Growing knowledge: Devereux Pennsylvania CIDDS students learn about the power of hydroponics
From planting seeds to harvesting produce, students at Devereux Advanced Behavioral Health Pennsylvania are gaining hands-on experience in hydroponic farming, the process of growing plants without soil, using only nutrient-rich water.
Since January, youth who participate in the Employment Training Program at Devereux Pennsylvania Children’s Intellectual and Developmental Disabilities Services (CIDDS) Learning Center have been growing lettuce in a vertical farming unit called a “Flex Farm” that is on loan from Fluxspace, a Pennsylvania-based educational consultant.
“Teaching youth about hydroponic farming has been a great addition to our Employment Training Program,” said Devereux Pennsylvania CIDDS Learning Center Education Director Susan Nice, MSW. “Students are learning where food comes from and how to grow it. Our individuals are involved in the process every step of the way, and are filled with a sense of pride and accomplishment when they get to see – and eat – the fruits of their labor.”
Cultivating new skills
By participating in hydroponic farming, students are acquiring valuable job, life and social skills.

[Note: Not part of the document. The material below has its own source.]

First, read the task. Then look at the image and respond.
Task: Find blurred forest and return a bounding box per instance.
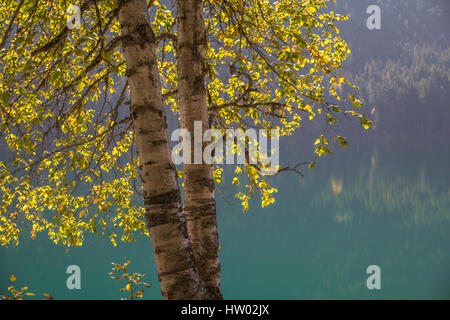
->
[331,0,450,139]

“Our youth are fully engaged in the process – they help set up the farming unit; plant lettuce seeds; complete weekly chemical and maintenance checks; and harvest the produce,” explained Devereux Pennsylvania CIDDS Learning Center Employment Training and Transition Coordinator Ladislao Buljevich, M.A. “Through these tasks, they are gaining functional skills, such as learning how to read measurements and numbers, use a calendar and tell time. In addition, they are discovering the importance of teamwork and following directions, as well as nutrition and maintaining a healthy diet.”

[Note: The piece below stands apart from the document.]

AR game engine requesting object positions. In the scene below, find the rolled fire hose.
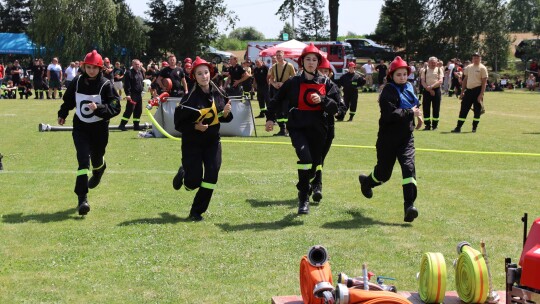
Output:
[418,252,447,303]
[336,284,412,304]
[455,242,489,303]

Fluxspace Director of Innovation Ryne Anthony also noted, “Organizations like Devereux are using the Flex Farm to provide engaging, hands-on, authentic science, technology, engineering and mathematics (STEM) learning experiences in classrooms, libraries, STEM labs, cafeterias, and more. With its ease of use and the accompanying curriculum, the Flex Farm allows students to experience many different interdisciplinary topics, such as sustainability, water quality, plant science, math and entrepreneurship. It is a true transformative learning experience where students become ‘problem solvers,’ using an innovative hydroponics system to grow sustainable, fresh food to feed their local communities. This experience provides students with a sense of ownership, something to be proud of, and something to get excited about.”
From farm to table
Buljevich says hydroponic lettuce grows from seed to harvest in about five to six weeks, and the lettuce the students have grown throughout the year has been put to good use.